In military operations, targets may be generally classified as either unsheltered targets or sheltered targets. Unsheltered targets may be considered to include targets that are substantially exposed and vulnerable to weapons, including projectable devices fired by artillery directed at such targets. Such projectable devices include, without limitation, artillery shells and rocket-launched projectiles. For example, people, munitions, buildings and other fighting equipment that are openly located on a battle field and substantially exposed to the weapons of an enemy attack may be considered unsheltered targets.
However, many targets including, for example, people, munitions, chemicals, and fighting equipment may be sheltered in order to protect them from an attack by various weapons. Conventionally, a shelter for a target includes a physical barrier placed between the target and the location of origin of an expected enemy weapon in an attempt to frustrate the weapon directed at the target and prevent or mitigate the damage that might otherwise be inflicted by such a weapon. In some cases, targets may be heavily sheltered in an attempt to prevent any damage to a given target. In one example, one or more layers of concrete, rock, soil, or other solid material may be used in an effort to protect a desired target. Each layer may be several feet thick, depending on the level of protection desired. Sometimes these layers are referred to as “hard” layers, the term “hard” indicating a relative amount of resistance that they will impose on an incoming projectable device launched by a weapon system. Generally, a layer is considered to be “hard” when it exhibits a specified level of thickness, when it is formed of a material exhibiting a specified level of hardness or some other material characteristic which significantly impedes penetration of a projectable device, or when the layer exhibits a desired combination of material properties and physical thickness.
In order to penetrate shelters, and particularly a hard layer (or layers) of a given shelter, a weapon system using a projectable device configured with a penetrator system is conventionally used. The general goal of using a penetrator system is to breach the shelter, including any thick layers that may be present, and deliver the weapon projectable device to a desired location (i.e., proximate the intended target) while delaying detonation of the explosive carried by the projectable device until it is at the desired location.

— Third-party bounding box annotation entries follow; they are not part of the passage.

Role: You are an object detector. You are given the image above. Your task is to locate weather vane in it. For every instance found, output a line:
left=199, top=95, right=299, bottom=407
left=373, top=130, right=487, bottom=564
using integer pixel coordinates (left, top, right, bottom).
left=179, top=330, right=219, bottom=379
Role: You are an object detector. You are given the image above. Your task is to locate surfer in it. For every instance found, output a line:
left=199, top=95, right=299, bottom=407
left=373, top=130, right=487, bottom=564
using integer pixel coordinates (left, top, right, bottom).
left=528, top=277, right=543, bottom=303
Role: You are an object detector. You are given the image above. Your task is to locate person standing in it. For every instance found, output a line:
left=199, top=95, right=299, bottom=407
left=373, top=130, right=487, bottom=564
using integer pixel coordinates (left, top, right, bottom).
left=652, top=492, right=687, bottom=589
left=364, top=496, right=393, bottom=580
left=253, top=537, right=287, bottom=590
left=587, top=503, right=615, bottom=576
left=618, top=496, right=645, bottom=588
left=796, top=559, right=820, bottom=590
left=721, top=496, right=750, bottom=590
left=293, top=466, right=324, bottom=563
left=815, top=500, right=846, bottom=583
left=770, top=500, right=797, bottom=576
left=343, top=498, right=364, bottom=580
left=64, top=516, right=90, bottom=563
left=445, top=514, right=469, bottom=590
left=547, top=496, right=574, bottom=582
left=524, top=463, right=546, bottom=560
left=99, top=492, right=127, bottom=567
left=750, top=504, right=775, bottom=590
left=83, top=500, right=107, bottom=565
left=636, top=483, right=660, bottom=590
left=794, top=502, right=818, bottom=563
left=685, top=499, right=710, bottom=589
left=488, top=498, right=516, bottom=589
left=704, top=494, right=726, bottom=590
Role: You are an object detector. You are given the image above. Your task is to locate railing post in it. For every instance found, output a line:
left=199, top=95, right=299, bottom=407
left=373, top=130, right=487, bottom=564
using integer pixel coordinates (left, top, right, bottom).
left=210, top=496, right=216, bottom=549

Thus, use of a penetrator system enables a more efficient and a more effective infliction of damage to a sheltered target and, sometimes, use of such a system is the only way of inflicting damage to certain sheltered targets.

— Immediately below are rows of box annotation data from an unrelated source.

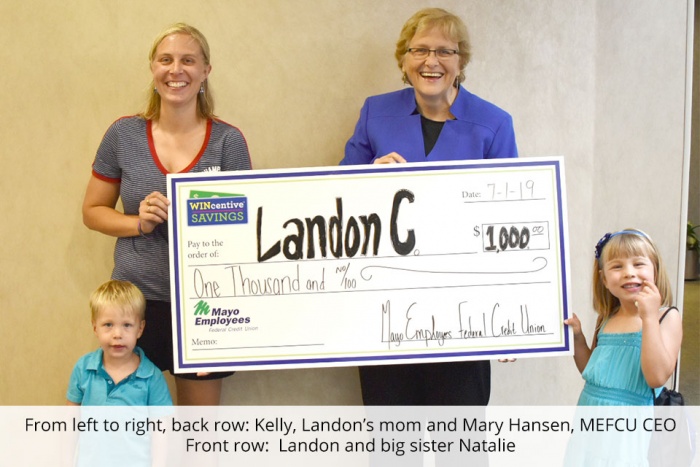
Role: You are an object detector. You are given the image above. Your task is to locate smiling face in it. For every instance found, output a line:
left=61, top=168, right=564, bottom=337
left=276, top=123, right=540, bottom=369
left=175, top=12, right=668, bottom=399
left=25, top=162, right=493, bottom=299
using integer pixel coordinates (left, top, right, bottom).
left=151, top=34, right=211, bottom=111
left=401, top=28, right=460, bottom=107
left=600, top=256, right=655, bottom=303
left=92, top=305, right=146, bottom=359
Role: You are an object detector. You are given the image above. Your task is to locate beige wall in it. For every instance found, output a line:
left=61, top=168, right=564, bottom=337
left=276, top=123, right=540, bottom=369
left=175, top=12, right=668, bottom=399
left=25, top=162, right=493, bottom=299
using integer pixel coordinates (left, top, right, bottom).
left=0, top=0, right=687, bottom=405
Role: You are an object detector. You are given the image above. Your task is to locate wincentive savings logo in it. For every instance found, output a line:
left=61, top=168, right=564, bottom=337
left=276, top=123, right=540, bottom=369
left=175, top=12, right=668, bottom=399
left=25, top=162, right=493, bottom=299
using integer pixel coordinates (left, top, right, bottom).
left=187, top=190, right=248, bottom=226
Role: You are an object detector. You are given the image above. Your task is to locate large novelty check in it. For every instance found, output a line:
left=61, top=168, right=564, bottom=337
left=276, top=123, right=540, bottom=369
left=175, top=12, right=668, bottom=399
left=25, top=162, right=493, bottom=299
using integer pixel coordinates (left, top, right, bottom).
left=168, top=158, right=571, bottom=372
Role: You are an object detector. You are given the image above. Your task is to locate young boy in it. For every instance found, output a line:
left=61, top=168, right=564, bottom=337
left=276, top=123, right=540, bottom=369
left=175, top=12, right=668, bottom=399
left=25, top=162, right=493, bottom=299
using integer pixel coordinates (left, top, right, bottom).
left=67, top=280, right=173, bottom=406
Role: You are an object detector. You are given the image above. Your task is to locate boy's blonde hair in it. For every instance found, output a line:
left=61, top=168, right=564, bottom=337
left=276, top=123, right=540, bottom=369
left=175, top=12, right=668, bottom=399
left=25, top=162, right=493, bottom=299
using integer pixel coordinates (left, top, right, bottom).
left=593, top=229, right=673, bottom=333
left=90, top=280, right=146, bottom=322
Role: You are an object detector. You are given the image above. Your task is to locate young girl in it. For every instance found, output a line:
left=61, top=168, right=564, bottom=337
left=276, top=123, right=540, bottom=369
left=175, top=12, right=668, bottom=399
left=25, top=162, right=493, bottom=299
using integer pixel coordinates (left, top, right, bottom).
left=564, top=229, right=683, bottom=405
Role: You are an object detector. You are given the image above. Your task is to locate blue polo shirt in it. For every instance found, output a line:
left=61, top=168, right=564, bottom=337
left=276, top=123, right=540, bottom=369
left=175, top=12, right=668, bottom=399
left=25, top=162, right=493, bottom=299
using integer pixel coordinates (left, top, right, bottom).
left=66, top=347, right=173, bottom=406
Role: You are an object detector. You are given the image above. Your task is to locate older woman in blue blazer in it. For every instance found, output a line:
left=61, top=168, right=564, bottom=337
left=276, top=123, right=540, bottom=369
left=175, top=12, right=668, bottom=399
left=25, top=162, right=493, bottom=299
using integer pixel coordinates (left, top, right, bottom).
left=340, top=8, right=518, bottom=405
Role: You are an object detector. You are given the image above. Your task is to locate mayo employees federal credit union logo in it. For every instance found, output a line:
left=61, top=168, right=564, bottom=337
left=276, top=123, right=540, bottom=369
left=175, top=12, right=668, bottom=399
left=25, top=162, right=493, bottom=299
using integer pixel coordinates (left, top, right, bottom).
left=192, top=300, right=250, bottom=331
left=187, top=190, right=248, bottom=226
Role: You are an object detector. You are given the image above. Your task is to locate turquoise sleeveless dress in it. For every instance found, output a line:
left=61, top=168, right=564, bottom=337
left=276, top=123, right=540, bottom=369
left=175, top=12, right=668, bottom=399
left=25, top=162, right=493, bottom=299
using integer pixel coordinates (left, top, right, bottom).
left=563, top=325, right=654, bottom=467
left=578, top=325, right=654, bottom=406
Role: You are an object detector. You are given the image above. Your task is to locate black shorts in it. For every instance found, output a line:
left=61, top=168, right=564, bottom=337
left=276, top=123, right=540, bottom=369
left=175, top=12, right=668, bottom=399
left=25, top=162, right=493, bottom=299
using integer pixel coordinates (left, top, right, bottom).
left=137, top=300, right=234, bottom=380
left=360, top=360, right=491, bottom=405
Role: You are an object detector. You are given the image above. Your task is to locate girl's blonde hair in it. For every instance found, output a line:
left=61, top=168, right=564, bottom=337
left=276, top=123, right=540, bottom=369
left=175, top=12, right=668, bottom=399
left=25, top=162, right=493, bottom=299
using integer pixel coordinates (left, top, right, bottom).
left=90, top=280, right=146, bottom=322
left=593, top=229, right=673, bottom=333
left=394, top=8, right=471, bottom=87
left=139, top=23, right=216, bottom=120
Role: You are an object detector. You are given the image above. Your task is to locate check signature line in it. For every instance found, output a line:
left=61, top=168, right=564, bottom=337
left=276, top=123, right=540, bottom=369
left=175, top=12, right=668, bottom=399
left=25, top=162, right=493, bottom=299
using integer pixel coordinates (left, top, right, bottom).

A penetrator system is part of a weapon system which may include one or more projectable devices in the form of warheads, a penetrator structure (generally referred to as a penetrator) and a sensor (such as an accelerometer) associated with and coupled to the penetrator. The penetrator may be configured to act as a warhead, or it may be a separate component, but generally includes a mass of relatively dense material. In general, the capability of a penetrator to penetrate a given layer of media is proportional to its sectional density, meaning its weight divided by its cross-sectional area taken along a plane substantially transverse to its intended direction of travel. The weapon system may include equipment for guiding the projectable device to a target or, at least to the shelter, since, in many cases, forces associated with impact and penetration of a shelter may result in the removal of such guidance equipment from the penetrator portion of the projectable device. The sensor of a penetrator system is conventionally configured to assist in tracking the location of the penetrator as it penetrates layers of one media type or another after an initial impact of the projectable device and, thus of the penetrator, with the shelter.

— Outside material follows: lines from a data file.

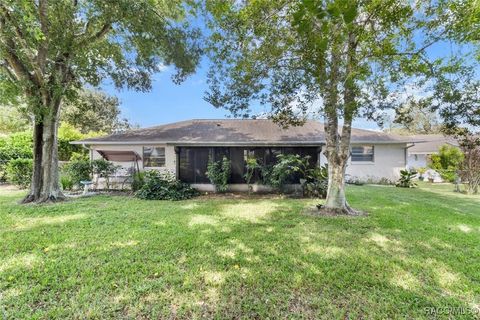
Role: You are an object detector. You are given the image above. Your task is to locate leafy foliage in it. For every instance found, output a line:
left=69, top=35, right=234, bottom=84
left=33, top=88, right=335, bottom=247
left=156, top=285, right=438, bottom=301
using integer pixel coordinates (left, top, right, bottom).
left=303, top=165, right=328, bottom=198
left=430, top=144, right=464, bottom=182
left=0, top=132, right=33, bottom=182
left=206, top=157, right=232, bottom=192
left=459, top=137, right=480, bottom=194
left=264, top=154, right=328, bottom=198
left=6, top=158, right=33, bottom=189
left=395, top=170, right=417, bottom=188
left=92, top=159, right=120, bottom=189
left=131, top=172, right=145, bottom=192
left=0, top=104, right=32, bottom=134
left=0, top=0, right=201, bottom=202
left=61, top=159, right=92, bottom=189
left=135, top=170, right=198, bottom=200
left=60, top=174, right=75, bottom=190
left=206, top=0, right=448, bottom=212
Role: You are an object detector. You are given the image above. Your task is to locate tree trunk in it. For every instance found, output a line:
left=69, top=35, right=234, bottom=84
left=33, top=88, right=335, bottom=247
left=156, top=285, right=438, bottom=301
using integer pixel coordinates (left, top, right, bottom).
left=23, top=101, right=65, bottom=203
left=325, top=33, right=360, bottom=215
left=325, top=161, right=347, bottom=210
left=324, top=137, right=359, bottom=215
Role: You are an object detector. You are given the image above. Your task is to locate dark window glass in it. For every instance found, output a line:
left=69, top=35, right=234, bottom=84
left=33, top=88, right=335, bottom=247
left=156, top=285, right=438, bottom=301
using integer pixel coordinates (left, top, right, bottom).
left=179, top=147, right=210, bottom=183
left=265, top=148, right=282, bottom=165
left=213, top=147, right=230, bottom=161
left=143, top=147, right=165, bottom=168
left=178, top=148, right=195, bottom=183
left=352, top=146, right=374, bottom=162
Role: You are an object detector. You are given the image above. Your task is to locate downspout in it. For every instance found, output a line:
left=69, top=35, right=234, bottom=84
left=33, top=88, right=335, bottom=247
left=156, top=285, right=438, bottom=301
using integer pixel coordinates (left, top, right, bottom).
left=404, top=142, right=415, bottom=168
left=82, top=143, right=93, bottom=162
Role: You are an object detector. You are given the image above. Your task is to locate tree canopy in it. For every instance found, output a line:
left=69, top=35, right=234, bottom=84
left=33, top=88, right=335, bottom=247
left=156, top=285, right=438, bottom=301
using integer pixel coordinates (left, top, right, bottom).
left=0, top=0, right=201, bottom=202
left=206, top=0, right=448, bottom=215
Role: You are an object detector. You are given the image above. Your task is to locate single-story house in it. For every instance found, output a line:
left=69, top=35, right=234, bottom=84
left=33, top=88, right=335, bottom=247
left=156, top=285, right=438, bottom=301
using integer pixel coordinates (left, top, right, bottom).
left=74, top=119, right=411, bottom=191
left=407, top=134, right=459, bottom=169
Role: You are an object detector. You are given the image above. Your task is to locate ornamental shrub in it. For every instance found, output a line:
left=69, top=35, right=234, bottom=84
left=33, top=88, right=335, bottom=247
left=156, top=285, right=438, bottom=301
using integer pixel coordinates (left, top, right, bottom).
left=61, top=159, right=92, bottom=189
left=396, top=170, right=417, bottom=188
left=206, top=157, right=232, bottom=192
left=135, top=170, right=199, bottom=200
left=430, top=144, right=464, bottom=182
left=6, top=159, right=33, bottom=189
left=92, top=159, right=120, bottom=189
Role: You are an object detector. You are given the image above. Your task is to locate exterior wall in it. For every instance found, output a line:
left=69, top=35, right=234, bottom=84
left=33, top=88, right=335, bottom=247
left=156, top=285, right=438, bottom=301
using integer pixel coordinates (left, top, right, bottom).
left=191, top=183, right=302, bottom=193
left=90, top=145, right=177, bottom=189
left=320, top=144, right=407, bottom=182
left=90, top=145, right=177, bottom=173
left=407, top=153, right=428, bottom=169
left=90, top=144, right=407, bottom=188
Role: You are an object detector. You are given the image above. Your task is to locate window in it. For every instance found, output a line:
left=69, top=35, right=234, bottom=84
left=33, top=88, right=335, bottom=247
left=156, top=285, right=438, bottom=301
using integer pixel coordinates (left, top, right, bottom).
left=143, top=147, right=165, bottom=168
left=352, top=146, right=374, bottom=162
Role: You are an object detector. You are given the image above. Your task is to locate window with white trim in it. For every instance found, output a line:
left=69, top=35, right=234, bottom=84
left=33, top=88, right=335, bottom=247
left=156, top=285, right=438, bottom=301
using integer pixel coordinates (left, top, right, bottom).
left=351, top=146, right=374, bottom=162
left=143, top=147, right=165, bottom=168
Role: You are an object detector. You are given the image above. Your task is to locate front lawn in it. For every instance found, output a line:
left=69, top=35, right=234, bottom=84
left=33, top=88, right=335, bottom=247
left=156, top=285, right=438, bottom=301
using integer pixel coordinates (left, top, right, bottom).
left=0, top=184, right=480, bottom=319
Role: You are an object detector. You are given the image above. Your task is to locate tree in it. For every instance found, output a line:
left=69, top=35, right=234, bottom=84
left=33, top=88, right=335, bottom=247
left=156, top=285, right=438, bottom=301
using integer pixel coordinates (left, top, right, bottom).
left=460, top=136, right=480, bottom=194
left=0, top=0, right=200, bottom=202
left=0, top=105, right=32, bottom=134
left=206, top=0, right=445, bottom=214
left=60, top=89, right=131, bottom=133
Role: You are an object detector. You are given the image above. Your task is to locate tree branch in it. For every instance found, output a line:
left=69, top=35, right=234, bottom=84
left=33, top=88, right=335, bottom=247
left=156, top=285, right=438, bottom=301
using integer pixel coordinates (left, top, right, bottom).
left=36, top=0, right=48, bottom=75
left=0, top=3, right=44, bottom=88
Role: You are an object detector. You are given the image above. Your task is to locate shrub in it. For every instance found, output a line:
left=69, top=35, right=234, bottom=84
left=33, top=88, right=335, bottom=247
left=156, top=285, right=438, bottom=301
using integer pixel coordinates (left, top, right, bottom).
left=0, top=131, right=33, bottom=182
left=396, top=170, right=417, bottom=188
left=132, top=172, right=145, bottom=192
left=6, top=159, right=33, bottom=189
left=206, top=157, right=231, bottom=192
left=417, top=167, right=427, bottom=181
left=303, top=165, right=328, bottom=198
left=430, top=144, right=464, bottom=182
left=60, top=175, right=74, bottom=190
left=62, top=159, right=92, bottom=188
left=267, top=154, right=308, bottom=190
left=92, top=159, right=120, bottom=189
left=58, top=123, right=86, bottom=161
left=135, top=170, right=198, bottom=200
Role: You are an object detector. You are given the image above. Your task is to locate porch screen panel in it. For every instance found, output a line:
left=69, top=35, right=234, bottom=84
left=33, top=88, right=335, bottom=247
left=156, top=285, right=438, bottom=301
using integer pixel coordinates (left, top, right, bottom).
left=178, top=148, right=195, bottom=183
left=230, top=148, right=245, bottom=183
left=194, top=148, right=211, bottom=183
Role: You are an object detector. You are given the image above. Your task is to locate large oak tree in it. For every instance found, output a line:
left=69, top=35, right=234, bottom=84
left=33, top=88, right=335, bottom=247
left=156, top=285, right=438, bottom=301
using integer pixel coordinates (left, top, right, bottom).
left=206, top=0, right=445, bottom=214
left=0, top=0, right=200, bottom=202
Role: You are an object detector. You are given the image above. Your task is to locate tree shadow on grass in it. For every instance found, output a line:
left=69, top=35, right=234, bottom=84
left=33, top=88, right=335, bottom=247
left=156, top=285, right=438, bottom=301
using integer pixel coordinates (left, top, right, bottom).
left=0, top=190, right=479, bottom=318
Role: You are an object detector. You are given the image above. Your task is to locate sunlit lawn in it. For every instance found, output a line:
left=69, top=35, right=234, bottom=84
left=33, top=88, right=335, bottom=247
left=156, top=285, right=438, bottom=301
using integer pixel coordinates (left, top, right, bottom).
left=0, top=184, right=480, bottom=319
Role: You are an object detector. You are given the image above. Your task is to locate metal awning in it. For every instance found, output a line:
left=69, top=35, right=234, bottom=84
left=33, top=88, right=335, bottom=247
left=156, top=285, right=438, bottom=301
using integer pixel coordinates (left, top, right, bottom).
left=96, top=150, right=142, bottom=162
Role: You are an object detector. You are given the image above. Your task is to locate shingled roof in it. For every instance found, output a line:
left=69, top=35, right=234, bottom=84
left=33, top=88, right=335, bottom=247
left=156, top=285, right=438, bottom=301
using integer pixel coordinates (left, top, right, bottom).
left=408, top=134, right=459, bottom=154
left=75, top=119, right=411, bottom=146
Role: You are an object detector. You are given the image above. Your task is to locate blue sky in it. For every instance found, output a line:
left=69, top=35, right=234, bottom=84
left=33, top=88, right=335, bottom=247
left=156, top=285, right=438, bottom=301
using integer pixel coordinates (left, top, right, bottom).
left=102, top=37, right=472, bottom=130
left=102, top=63, right=378, bottom=130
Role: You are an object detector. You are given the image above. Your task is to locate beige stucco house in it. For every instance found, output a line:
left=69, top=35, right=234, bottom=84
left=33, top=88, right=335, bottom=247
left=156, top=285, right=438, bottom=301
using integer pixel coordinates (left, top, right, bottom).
left=74, top=119, right=411, bottom=190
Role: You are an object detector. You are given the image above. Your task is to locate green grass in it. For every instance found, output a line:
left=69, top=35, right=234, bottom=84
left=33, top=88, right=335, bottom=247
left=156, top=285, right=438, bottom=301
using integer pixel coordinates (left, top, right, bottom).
left=0, top=184, right=480, bottom=319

Various conventional penetrator systems have been employed with some degree of success. In some conventional penetrator systems, a sensor is used to detect an initial impact with a structure. The system then monitors the amount of time that has elapsed subsequent to the detected impact in an effort to keep track of the location of a penetrator, based on calculated or estimated velocity of the weapon, as the penetrator penetrates a shelter. Such systems are sometimes referred to as time-delay systems.
Other conventional penetrator systems utilize one or more sensors, such as an accelerometer, to measure the deceleration of the penetrator. The system then tracks the distance traveled by the weapon, from the time of the initial impact with a layer of a shelter or structure, in an effort to determine the projectable device's location with the shelter or structure. These systems are generally referred to as penetration depth systems.
Some conventional penetrator systems utilize an accelerometer to detect deceleration of the projectable device responsive to contact with relatively hard and/or thick layers in an effort to help count the layers of media, count voids between the layers of media, or count both media layers and voids so as to determine the projectable device's substantially instantaneous location within a particular structure.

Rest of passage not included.